Tuesday, February 25, 2014

The Nose Knows Mores



mo·res
ˈmôrˌāz/
noun
plural noun: mores

the essential or characteristic customs and conventions of a community.
"an offense against social mores"
synonyms:
customs, conventions, ways, way of life, traditions, practices, habits;

I am pretty confident that the mores in your community forbid you digging your first finger deep into your nostril to dislodge a healthy sized booger clogging up your airway…directly in front of a person…in a work meeting.
But in fact, there are, much like with your taxes, loopholes for this particular mores. You see, one need only cover said first finger with a small, sheen like fabric to commence the dislodging, directly in front of you…in a work meeting. Yes, the beloved handkerchief allows Jane Doe to work that finger up in there in excavator like fashion and turn around like a submarine periscope and to then complete the action with a very defined usage of the fingernail to scrape the bedrocked booger from its hair filled cavern; all with polite dignity because of the flimsy, filled, handkerchief. 
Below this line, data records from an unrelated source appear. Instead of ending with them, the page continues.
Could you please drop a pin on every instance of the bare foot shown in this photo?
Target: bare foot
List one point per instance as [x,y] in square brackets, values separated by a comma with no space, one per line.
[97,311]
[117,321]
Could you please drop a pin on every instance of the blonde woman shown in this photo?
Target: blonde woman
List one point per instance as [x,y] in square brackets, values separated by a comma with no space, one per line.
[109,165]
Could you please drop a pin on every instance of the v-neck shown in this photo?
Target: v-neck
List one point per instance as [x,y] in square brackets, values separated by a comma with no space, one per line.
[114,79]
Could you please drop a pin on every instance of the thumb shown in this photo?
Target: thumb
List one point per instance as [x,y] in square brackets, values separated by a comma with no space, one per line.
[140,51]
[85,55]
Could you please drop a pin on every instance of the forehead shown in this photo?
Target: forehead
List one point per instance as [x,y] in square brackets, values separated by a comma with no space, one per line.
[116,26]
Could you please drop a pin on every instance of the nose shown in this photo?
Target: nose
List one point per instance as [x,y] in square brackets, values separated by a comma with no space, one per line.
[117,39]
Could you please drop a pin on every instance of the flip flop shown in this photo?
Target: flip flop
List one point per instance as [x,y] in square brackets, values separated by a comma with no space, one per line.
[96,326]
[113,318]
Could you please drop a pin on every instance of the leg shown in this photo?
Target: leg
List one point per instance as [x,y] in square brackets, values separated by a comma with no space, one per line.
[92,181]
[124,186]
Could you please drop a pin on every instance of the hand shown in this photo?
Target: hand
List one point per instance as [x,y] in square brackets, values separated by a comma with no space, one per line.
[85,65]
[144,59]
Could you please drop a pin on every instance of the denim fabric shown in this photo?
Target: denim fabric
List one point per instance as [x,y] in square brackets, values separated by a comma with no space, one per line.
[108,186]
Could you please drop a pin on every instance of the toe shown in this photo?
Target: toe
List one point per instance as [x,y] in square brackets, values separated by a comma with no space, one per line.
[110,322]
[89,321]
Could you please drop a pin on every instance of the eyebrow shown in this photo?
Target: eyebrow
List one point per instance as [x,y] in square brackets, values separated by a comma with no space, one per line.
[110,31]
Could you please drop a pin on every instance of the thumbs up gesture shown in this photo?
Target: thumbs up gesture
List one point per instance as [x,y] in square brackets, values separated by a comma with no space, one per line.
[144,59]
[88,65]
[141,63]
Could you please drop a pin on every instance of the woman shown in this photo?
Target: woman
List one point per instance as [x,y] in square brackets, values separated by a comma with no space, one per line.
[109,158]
Now, to paraphrase David Mamet, “people love loopholes, that’s why they call them loopholes.” True. But there needs to be a delineation of acceptable holes and I for one, am not falling for the handkerchief loophole. Just because you are nearing retirement and you carry a monogram embroidered snot rag in your purse doesn’t mean you can probe your proboscis during our meeting. 

So now for your reading pleasure, I will inform you of the, according-to-Hoyle-loophole, that allows you to exhume your nose with reckless abandon. The loophole is your own beloved car. Yes, be it a Subaru outback or a Lincoln town car, in the comfy confines of your car you are free to circumvent the mores of your community and impugn the schnozzle with workman like energy and inventor like inquisitiveness. Yes, beyond your driver’s side window on 95 south you can did and dig and dig, pull out to check, and then dig some more. You can take it out and view it and turn your head like a dog that heard a weird noise, all in rush hour traffic. Didn’t get it? Don’t worry, just keep trying. Sure, you are in the parking lot at the local Target and that mother with 3 children is shielding her children’s eyes but you my friend are in your car. Are you uncomfortable wiping the remnants in your car, be it the floor mat or the console? Just roll down the window and wipe it on the top…you wash the outside with a power washer anyway!